Why Are The Baby Blues Worse At Night? Don't Worry, It's Actually Normal

I remember sitting in bed a week after giving birth, holding a healthy baby I'd very much wanted. So why couldn't I stop crying? For weeks, my otherwise happy days were punctuated by patches of numbness and grief. Like many women, I had the baby blues, and my feelings were at their bluest in quiet, reflective moments. For some, sunset triggers that eerie sadness. What explains the rhythms of the blues? Why are the baby blues worse at night?

The baby blues may intensify at nighttime because, well, everything feels worse at the end of the day, explains Karen Kleiman, MSW, Founder and Director of The Postpartum Stress Center, and author of several books on postpartum depression and anxiety, including Therapy and the Postpartum Woman. "Thoughts become darker as the sun goes down. Fatigue sets in. Support may be less available or accessible. Anxiety intensifies," she tells Romper. Additionally, nighttime triggers physiologic changes. According to Kleiman, reduced exposure to light and changes in blood sugar are two environmental factors that can increase fatigue and wreak havoc on your mood, sharpening your sense of sadness, confusion, or fear.

Women may also feel particularly vulnerable in the darkness if they suffer from high levels of anxiety. As Kleiman explains:

"The darkness can represent aloneness and isolation from the outside world, and if insomnia is part of this picture, there is often an anticipatory panic when evening descends."
Courtesy of The Postpartum Stress Center and Molly McIntyre

A sudden drop in baby-making hormones plays a huge role in the baby blues, according to Fit Pregnancy. Add to that the exhausting, potentially traumatic experience of birthing a baby, and you get a recipe for crying jags, fear, anxiety, confusion, and even grief. To make matters worse, the world expects new moms to be relentlessly happy, and that expectation is a heavy weight when you're managing totally normal but conflicting feelings.

No mom is an island, but many feel like one. Ultimately, a lack of awareness of the emotional labor of life postpartum contributes to a sense of loneliness for many. For the 70-to-80 percent of women who experience unsettling emotions after birth, the cauldron simply boils over, and the baby blues is born.

You may be singing the baby blues if you have any of these symptoms, according to family therapist Dr. Kathryn Smerling: "Prolonged crying (even when there’s no reason — this is normal!), feeling profound sadness or 'low' in general, constant fluctuation in moods, anxiety, inability to sleep (even though you're very tired) and irritability." In Smerling's experience, the baby blues can result from the dissonance between what you expected and the reality of having a newborn. "It’s an overwhelming feeling of responsibility and realization that your life is going to change significantly," she explains to Romper.
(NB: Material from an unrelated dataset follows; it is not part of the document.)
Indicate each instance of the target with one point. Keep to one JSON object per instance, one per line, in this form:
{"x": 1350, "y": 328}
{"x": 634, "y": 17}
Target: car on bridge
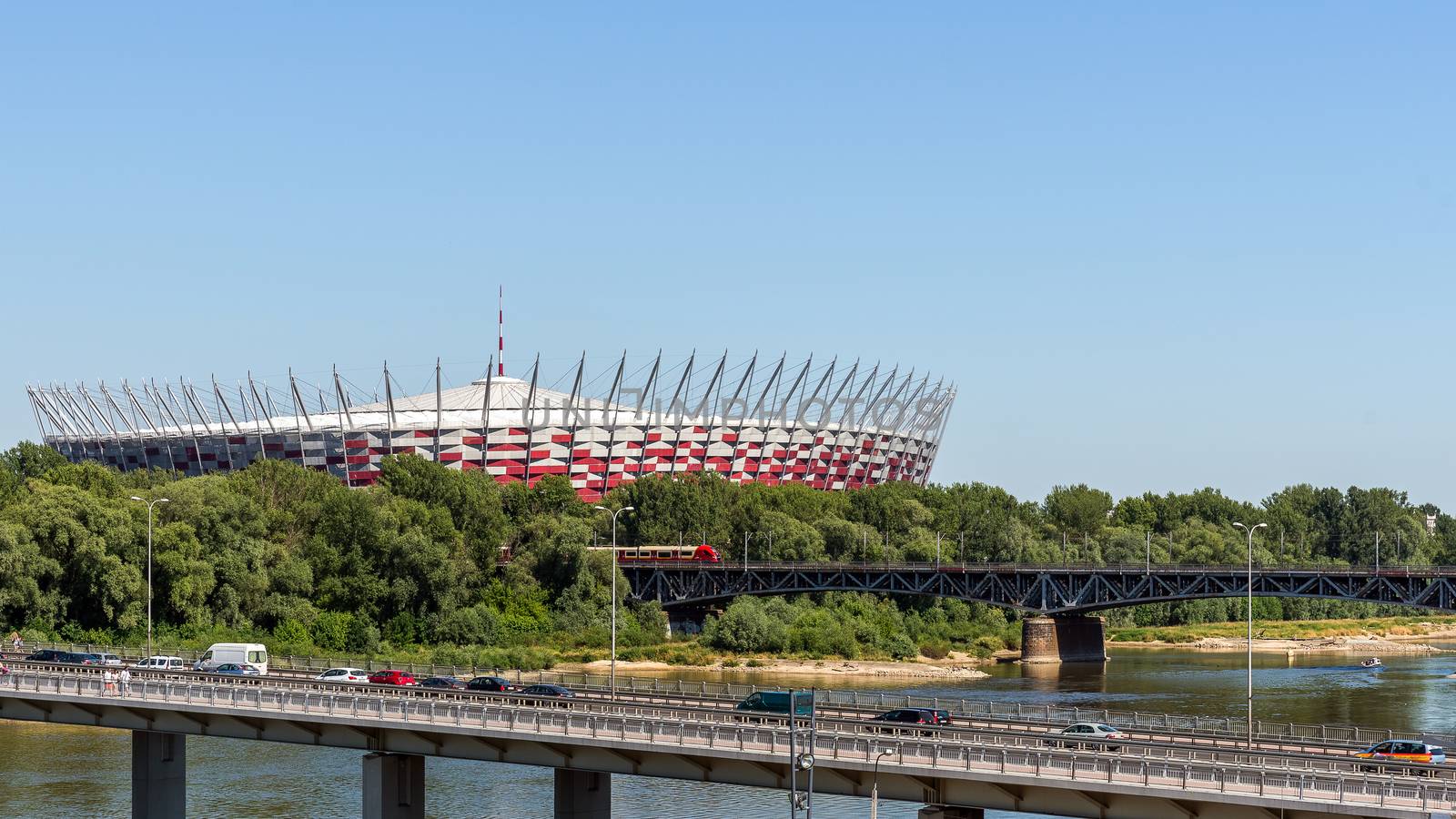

Smerling agrees with Kleiman that the baby blues can be worse at night. "The darkness makes you feel like you’re really alone. You don’t have as many distractions to keep you busy," she explains. With the new baby, you may also feel differently towards your partner (and of course, you can't have sex yet), which can add to your lonesomeness.

Feelings of sadness should only last two-to-three weeks, according to both Kleiman and Smerling. If you don't feel relief shortly thereafter, you should be assessed for postpartum depression or anxiety. Kleiman also offers this advice for making it through a difficult time: surround yourself with loved ones, and don't push yourself too hard to get "back to normal."

Yes, you can leave the dishes in the sink for someone else to deal with. Yes, you can order take-out Chinese for the third night in a row. No, you should not berate yourself for feeling sad — the baby blues may be miserable, but feeling down or depressed directly after birth doesn't mean you're not going to enjoy being a mom.

Kaiser Permanente Thrive on YouTube

In those first weeks, you should focus on "self-care, self-compassion, food, rest, sleep, sunshine, walking, laughing, loving," says Kleiman. You've been through a lot of changes, physically and psychologically, and nighttime can absolutely heighten your awareness of everything you've been through and every jagged thing you feel.

Personally, I always felt my lowest in the gray early morning, when I was the only one up, and the house was drowning in quiet. In those moments I'd realize that I didn't feel perfectly happy, as I'd naively expected I would. Instead, I felt raw, even as I held my baby close. As the weeks marched on, however, the strange, intrusive feelings fled, like a migrating flock of birds. Now I think of the baby blues as a natural interlude between pregnancy and motherhood — a bridge to my postpartum life. I know it can be lonely crossing that bridge. But there's so much sunshine on the other side.